I was afraid to take my attention off his face, but I did glance down. It was dark in the room but I could still see the faint pink lines over both of his wrists now that they’d been pointed out to me.

He stared down at them. “I was able to heal most of the damage, but it’ll never go away completely. It’ll stay as a reminder.”

Heal most of the damage
. Just like he’d healed the knife wound from the other Upyr.

“No.” I was shaking now, worse than before.

He looked pained and his gaze returned to mine. “You might think we’re monsters, and a hell of a lot of us are exactly that, but some of us stick to a code. We only take what’s left behind.”

I shook my head. “I don’t believe you.”

“I watched him before it happened. I sensed what he planned to do—we can
sense
impending death like that. I followed him. I watched. I waited. I couldn’t have stopped him even if I’d wanted to.” His expression twisted into one of anguish. “Nobody else noticed how much pain he was in, but I did. I saw how much he hated himself, hated living. He hid it all from the world.
He
hid from the world. And he decided to end it. He’d been thinking about it for a long time and he finally did it. His mom was out with his stepfather that night. They didn’t get home till the morning.”

Tears poured down my cheeks now, but I still didn’t loosen my grip on the knife.

“What then?” I choked out. “Tell me what happened then.”

His brow was furrowed deeply, the painful memory of what he’d witnessed played across his face. “Taking a shell so soon after they...” His jaw clenched. “Well, it makes us stronger. I knew I needed to be strong after I escaped. I needed to be able to fight. To act. But—but I took his shell sooner than I should have.”

I inhaled shakily. “What?”

He looked away from me. “We call them
echoes
. They’re memories that stay inside the shell. When we take over, they become a part of us. Normally it’s not a huge problem. If the spirit’s been gone from the shell for a few hours, or a day, it’s just background noise, like a television being left on in another room.
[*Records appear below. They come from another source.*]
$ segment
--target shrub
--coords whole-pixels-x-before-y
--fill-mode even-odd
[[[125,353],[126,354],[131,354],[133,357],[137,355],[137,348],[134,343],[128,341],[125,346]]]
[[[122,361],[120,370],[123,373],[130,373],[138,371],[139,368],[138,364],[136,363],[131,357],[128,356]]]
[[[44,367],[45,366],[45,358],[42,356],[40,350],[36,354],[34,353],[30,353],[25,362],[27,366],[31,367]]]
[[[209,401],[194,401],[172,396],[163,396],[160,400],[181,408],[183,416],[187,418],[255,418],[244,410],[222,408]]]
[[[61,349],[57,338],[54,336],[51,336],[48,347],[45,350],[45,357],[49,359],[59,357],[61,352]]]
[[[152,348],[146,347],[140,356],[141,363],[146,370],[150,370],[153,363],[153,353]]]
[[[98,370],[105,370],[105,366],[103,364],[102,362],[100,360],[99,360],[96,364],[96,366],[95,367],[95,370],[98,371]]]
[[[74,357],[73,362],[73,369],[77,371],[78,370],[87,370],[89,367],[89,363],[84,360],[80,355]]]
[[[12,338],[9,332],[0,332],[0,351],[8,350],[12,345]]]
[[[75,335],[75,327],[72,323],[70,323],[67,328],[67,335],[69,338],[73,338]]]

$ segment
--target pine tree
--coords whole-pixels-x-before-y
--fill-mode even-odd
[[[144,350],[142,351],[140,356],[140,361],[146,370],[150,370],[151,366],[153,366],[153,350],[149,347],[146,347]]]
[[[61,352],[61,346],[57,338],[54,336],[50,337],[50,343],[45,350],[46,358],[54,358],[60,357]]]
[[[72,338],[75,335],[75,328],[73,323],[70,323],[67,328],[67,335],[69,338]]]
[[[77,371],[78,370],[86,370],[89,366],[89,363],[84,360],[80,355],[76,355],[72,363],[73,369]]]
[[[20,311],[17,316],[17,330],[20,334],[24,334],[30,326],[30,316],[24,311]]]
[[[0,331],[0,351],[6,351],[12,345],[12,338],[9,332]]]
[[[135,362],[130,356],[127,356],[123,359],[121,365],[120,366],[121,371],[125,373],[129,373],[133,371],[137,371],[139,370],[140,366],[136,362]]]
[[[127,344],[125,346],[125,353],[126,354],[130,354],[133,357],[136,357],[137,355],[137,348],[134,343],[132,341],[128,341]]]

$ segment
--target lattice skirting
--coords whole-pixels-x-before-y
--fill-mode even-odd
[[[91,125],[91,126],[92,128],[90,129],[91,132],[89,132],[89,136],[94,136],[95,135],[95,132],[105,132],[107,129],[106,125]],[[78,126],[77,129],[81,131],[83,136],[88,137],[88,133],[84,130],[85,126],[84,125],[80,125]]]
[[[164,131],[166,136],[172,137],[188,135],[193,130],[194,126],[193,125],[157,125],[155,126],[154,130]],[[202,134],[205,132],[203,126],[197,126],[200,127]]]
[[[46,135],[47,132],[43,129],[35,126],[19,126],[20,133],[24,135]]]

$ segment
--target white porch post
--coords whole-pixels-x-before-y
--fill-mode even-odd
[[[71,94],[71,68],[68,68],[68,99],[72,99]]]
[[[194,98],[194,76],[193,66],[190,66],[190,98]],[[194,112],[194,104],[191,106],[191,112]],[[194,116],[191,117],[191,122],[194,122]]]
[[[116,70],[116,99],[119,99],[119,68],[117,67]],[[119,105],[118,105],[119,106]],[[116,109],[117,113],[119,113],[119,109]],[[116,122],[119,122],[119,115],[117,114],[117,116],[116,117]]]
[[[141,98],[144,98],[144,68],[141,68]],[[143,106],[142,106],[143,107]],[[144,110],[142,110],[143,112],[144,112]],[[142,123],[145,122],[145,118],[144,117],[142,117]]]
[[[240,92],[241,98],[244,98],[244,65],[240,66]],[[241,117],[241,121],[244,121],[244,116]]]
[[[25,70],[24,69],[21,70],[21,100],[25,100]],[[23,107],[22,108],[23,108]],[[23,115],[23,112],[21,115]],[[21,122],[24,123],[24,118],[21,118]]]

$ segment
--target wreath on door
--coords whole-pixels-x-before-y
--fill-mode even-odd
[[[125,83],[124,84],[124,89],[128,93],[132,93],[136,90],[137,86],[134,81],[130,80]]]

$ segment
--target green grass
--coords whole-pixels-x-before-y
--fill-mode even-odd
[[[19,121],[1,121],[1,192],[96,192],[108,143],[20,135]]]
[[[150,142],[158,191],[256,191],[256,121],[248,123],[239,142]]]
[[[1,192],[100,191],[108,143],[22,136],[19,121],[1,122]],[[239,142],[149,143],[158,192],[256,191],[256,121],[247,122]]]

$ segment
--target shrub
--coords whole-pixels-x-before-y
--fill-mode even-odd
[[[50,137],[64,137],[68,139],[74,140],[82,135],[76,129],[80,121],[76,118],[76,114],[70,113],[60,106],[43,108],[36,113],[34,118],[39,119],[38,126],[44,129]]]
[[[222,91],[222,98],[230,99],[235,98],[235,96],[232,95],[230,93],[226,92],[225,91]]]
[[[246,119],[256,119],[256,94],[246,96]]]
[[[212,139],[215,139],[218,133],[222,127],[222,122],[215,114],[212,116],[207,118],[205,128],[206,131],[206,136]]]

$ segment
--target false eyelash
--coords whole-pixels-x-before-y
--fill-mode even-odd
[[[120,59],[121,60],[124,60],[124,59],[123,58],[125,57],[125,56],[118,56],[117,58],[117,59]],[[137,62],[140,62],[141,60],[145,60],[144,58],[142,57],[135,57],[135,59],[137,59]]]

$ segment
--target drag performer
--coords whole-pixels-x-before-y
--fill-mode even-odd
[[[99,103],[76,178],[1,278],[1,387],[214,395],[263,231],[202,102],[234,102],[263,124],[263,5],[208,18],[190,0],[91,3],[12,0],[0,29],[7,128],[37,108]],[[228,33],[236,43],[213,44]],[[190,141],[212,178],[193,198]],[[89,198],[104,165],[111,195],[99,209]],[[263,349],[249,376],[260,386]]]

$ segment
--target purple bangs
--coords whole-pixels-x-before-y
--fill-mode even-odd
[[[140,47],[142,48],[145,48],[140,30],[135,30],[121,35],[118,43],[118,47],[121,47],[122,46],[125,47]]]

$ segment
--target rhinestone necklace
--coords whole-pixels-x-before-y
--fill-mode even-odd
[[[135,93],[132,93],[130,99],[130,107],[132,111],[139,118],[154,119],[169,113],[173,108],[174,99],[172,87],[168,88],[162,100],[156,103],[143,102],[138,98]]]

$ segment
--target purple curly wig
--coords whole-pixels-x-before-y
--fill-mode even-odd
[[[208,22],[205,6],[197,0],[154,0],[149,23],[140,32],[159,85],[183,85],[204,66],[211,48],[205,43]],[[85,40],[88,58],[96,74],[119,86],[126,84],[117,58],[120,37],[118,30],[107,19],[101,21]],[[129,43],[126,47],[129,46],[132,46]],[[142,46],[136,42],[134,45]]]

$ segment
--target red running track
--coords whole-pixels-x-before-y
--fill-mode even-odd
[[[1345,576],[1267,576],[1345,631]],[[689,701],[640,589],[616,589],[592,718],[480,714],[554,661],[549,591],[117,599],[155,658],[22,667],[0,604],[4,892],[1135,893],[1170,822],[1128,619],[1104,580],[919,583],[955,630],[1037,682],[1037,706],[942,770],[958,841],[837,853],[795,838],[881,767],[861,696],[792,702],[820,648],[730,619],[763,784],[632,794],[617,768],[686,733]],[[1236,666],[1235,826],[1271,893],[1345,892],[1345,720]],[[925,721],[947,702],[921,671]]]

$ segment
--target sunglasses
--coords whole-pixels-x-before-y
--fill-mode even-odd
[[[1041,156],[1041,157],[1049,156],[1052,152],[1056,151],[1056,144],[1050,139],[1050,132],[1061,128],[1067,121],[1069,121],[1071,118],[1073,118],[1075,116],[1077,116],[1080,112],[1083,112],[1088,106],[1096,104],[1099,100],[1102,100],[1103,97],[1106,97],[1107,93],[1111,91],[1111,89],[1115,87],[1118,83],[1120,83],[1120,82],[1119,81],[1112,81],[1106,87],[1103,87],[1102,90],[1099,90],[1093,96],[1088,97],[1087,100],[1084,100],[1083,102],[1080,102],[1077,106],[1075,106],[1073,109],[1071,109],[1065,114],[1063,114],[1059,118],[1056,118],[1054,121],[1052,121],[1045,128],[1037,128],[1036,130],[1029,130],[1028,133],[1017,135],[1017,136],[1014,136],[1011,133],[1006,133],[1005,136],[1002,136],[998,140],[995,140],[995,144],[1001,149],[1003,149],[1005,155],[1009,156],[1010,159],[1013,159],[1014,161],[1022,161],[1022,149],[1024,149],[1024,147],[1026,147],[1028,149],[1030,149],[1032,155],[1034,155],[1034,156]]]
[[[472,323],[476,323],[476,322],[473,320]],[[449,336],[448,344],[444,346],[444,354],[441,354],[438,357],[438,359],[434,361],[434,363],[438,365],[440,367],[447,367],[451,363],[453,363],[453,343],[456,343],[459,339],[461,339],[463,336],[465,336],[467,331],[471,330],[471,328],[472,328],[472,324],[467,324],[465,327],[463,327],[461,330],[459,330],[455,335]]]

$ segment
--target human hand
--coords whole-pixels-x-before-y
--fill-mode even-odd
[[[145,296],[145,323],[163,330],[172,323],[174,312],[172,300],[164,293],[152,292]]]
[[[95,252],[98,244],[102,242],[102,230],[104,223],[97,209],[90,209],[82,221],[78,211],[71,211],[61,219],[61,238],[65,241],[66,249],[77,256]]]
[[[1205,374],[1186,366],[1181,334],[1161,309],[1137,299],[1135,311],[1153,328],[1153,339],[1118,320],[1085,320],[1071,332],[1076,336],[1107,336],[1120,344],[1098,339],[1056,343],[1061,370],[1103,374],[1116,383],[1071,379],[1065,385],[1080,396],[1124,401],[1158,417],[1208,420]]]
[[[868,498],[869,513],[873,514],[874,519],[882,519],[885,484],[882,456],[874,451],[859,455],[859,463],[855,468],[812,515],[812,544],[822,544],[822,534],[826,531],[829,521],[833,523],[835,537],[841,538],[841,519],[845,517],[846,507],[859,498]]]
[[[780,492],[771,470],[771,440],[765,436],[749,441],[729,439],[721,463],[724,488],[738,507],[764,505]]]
You can ignore it, for the most part.”

“Echoes,” I whispered. “Memories. Mr. Watkinson—or the Upyr using his body—said he remembered his wife dying from cancer.”

“Yeah.”

“So what?” I looked at him with disgust. “You have Ethan’s memories? Great. I guess that helps you blend in all that much better. Makes it easier for you to lie since you don’t have to make it up as you go along.”

A muscle in his cheek twitched and he cast his gaze down at the ground. He scrubbed his hands over his scalp, through his dark hair. It helped to push it out of his eyes. His glare returned to me and nothing remotely friendly remained.

“Pretty much,” he said. “Ethan’s memories, they’re my memories now. And they’re vivid. The sooner you claim the shell, the stronger the echoes are and the more real they feel. It’s not just an annoying distraction anymore. It becomes your reality. And that I took this shell so soon…it complicates things even more.”

“Meaning what?”

“Ethan’s spirit wasn’t gone yet when I took over and healed his body.” He swallowed. “I acted too quickly. Now everything he felt, experienced, saw, thought,
was
...that’s what I am now. I
am
Ethan Cole now, fused with him, whether I want that or not.”